Chapter 38 #3

“I’m right here,” I choke, my forehead resting briefly against hers. “You hear me? I’m right fucking here.”

Too still.

I breathe for her again.“Don’t do this, Noa. Wake up.”

Silence.

“Just breathe,” I whisper against her mouth next. “That’s all I need you to do, sweet one. Just take a breath for me.”

The pleas keep coming, spilling out of me unchecked as I work over her. The next one shreds something vital inside me.

“No, baby, please…stay with me. You have to keep breathing. Please don’t leave me, Noa!”

This string of words tastes of bile because I’ve said it before.

The truth crashes into me with nauseating clarity as I keep pressing, keep forcing air into her, refusing to stop.

The phantom sensation of the terrifying threads Noa can wield slither across my sweating skin.

With them comes the memory of what they’d forced me to see—to live through.

My greatest fear made corporal. This moment.

Me trying and failing to save her. Her dying in my arms.

Only this time, it isn’t an illusion.

It’s real.

And I fear I really am failing.

Tears I have no control over spill from my eyes and splash down onto her lifeless, colorless face as I fight for her life.

“Don’t do this, sweet girl. Don’t you fucking dare do this.”

I can’t be sure how long I keep going. Time has stopped meaning anything. When I finally pull back, panting, my hands tremble as I reach for her neck, fingers searching for a pulse that isn’t there.

Still nothing.

A thought claws its way up through the wreckage—a last, desperate gamble.

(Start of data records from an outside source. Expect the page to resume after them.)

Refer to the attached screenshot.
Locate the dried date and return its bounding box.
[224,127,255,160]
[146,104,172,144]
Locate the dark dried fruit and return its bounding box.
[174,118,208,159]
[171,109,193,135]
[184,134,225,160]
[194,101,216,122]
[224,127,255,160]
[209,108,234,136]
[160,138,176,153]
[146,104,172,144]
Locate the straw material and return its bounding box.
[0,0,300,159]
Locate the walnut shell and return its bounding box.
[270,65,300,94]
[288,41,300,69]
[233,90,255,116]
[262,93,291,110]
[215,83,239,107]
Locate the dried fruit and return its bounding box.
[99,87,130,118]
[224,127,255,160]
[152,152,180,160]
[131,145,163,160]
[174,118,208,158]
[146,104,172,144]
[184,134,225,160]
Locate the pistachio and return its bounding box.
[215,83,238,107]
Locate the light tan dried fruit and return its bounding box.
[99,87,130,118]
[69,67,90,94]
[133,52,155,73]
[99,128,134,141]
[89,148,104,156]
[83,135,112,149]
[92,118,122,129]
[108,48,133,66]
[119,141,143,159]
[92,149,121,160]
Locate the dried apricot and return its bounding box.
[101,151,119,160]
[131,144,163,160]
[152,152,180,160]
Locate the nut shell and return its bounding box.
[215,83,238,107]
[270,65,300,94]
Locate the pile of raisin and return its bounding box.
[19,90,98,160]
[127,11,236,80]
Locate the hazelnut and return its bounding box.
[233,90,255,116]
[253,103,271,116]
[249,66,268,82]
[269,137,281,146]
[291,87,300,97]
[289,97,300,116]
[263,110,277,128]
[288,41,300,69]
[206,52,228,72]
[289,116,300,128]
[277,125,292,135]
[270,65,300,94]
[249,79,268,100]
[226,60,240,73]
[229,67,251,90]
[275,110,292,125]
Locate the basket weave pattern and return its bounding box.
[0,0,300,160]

I don’t allow myself time to question it.

Brushing the tangle of dark hair aside, I bow over her, and press my lips to the place on her throat I’ve already claimed as mine. The place where her pulse should be.

“You don’t get to leave me,” I whisper against her skin.

“Not after I spent years believing I was whole, only to learn I’d been missing my heart the entire time.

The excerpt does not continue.